Government tankers sit idle as fuel crisis continues in London and the South East – .

Government tankers sit idle as fuel crisis continues in London and the South East – .

About 40 of the white tankers – believed to be half the total fleet – are kept in a depot in Fenstanton, Cambridgeshire. Monday morning, around thirty vehicles were seen at a standstill in the yard.

Government sources pointed out that the tankers had been made available to fuel companies for hire with their own drivers. “If companies need more tankers, they can hire vehicles from the fleet – and many have,” a source said.

Industry sources said the situation was “extremely fluid” and insisted that every effort was being made to deliver fuel to affected areas as quickly as possible. “We don’t have enough drivers and the tankers can’t drive themselves,” a source said.

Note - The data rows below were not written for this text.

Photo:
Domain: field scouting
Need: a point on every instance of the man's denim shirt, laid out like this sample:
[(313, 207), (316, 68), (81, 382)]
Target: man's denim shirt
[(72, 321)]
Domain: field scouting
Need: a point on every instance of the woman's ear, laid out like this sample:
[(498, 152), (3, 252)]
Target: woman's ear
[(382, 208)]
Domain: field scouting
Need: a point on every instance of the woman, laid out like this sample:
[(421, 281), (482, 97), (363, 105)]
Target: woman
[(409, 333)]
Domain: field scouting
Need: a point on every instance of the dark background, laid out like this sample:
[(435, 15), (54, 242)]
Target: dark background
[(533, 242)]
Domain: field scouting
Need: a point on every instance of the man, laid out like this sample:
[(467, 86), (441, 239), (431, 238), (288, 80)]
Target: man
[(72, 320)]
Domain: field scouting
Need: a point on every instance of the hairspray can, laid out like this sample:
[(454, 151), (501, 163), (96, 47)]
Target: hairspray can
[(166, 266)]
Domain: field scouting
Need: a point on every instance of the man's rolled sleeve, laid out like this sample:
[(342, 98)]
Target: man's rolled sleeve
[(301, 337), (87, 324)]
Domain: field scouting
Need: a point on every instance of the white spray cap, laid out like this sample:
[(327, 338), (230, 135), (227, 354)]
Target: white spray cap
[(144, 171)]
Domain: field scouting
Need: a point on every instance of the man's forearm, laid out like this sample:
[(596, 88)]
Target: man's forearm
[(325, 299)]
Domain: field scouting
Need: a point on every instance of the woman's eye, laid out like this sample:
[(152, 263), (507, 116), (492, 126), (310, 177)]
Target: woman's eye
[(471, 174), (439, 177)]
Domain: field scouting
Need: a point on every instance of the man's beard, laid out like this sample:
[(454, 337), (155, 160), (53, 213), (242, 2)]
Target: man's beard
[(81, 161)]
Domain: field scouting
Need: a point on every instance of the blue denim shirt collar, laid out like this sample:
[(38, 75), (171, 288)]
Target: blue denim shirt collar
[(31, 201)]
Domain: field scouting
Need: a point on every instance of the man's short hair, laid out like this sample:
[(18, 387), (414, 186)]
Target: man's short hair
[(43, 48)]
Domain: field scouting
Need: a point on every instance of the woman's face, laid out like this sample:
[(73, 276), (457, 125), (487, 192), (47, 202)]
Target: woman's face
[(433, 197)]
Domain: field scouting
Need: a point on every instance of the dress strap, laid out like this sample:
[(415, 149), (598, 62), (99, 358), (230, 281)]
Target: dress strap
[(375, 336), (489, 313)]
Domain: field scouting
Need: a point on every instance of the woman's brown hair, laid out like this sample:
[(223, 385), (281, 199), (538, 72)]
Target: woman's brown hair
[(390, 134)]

Brian Madderson, president of the Petrol Retailers Association (PRA), urged the government and fuel suppliers to work together to get more reserve tankers on the roads.

“It is extremely disappointing that so much of the reserve fleet is idle when some of our members have not had fuel for nine days,” he said.

According to a PRA survey, 52% of sites in London and the South East had both grades of fuel on Monday, while 18% had only one grade and 20% were dry.

In the rest of the country, PRA said 86 percent of sites had both grades of fuel “thanks to regular deliveries and stabilizing demand,” with six percent having only one grade and eight percent being dry.

A number of tankers from the reserve fleet were reportedly driven by the army on Monday, including 46 on the roads by mid-afternoon.

Members of the armed forces arrived at the Buncefield oil depot in Hemel Hempstead on Monday to help deliver fuel, with soldiers in uniform and wearing face masks seen walking near the gates of the Hertfordshire oil storage terminal.